Even 40 years after China began its economic reform and opened up to the world, there are still significant challenges. These include the credit excesses built up since the Global Financial Crisis and the potential property market bubble. While progress has been made, problems remain large, especially in ensuring that growth is not derailed, Mr Lim said.

Trade and strategic conflicts with the US appear to be worsening too.

"The issues appear to have moved beyond short-term political posturing and into long-term geopolitical competition. This complicates internal economy management. But this may also provide additional impetus for deepening reforms," he noted.

Other key challenges highlighted during a panel discussion include the rebalancing of growth drivers away from external-led demand towards domestic-led one; tilt away from investment towards domestic consumption; improving corporate governance as well as controlling pollution and poverty reduction.

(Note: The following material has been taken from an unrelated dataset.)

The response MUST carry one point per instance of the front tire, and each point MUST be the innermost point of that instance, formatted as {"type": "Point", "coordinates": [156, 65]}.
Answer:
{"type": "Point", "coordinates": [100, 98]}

GIC's approach has been to stay invested in China through the cycles to benefit from the compounding effects on its investments, and to have a better chance at identifying top companies.

"We don't have a crystal ball to know what Shanghai Composite will do tomorrow or next year. What we do know is China leaders has met all sorts of challenges before. And each time, they have faced up to them, analysed them carefully, and found ways to deal with them," said Mr Lim.

"Over a long period of time, a basket of the top companies in China would be worth significantly more than what they are worth today."

China's transition to a 'new era' of economic development is seen driving growth in many sectors like consumer goods, healthcare, education, financial services and technology.

A globally connected Chinese market will be a powerful funding source to take growth to the next level, even as China exports more capital to the world.

Its innovation and technology space is also fast evolving. Technological disruption has been an area of focus for GIC for some years now.

"We have found traditional companies with such capabilities but trading at "old economy" valuations. They are good investments and we want to keep looking for more of them," Mr Lim said.

Companies, which are able to create a powerful network effect where cross-selling, rich data, high customer switching costs and scale are reinforcing one another, producing high and sustainable returns on capital, are likely to form the core of GIC's portfolio.

Some of the best investments in the tech space are the fast followers and good executors, not necessarily the first movers.

In 1998, GIC set up its ground presence in Beijing, China, having invested in the mainland for a number of years and seeing opportunities arising from the Asian Financial Crisis. In 2007, it set up a second China office in Shanghai.

Today, China accounts for a "meaningful" share of GIC's Asia ex-Japan portfolio which was 19 per cent on March 31, 2018.

"We expect over time to see China featuring more in global investment portfolios, as more of its markets open. For example, its bond market currently has only less than 2 per cent of foreign participation, versus about 30 per cent in the US," Mr Lim pointed out, adding that many of GIC's portfolio holdings are directly affected by what happen in China, which accounts for about one-third of the world gross domestic product growth.

Recently, GIC partnered GLP to set up a US$2 billion fund to acquire income-generating logistics facilities in China.

It also invested in Linklogis, a Chinese supply chain fintech firm, and CStone Pharmaceuticals, a Chinese pharmaceutical firm.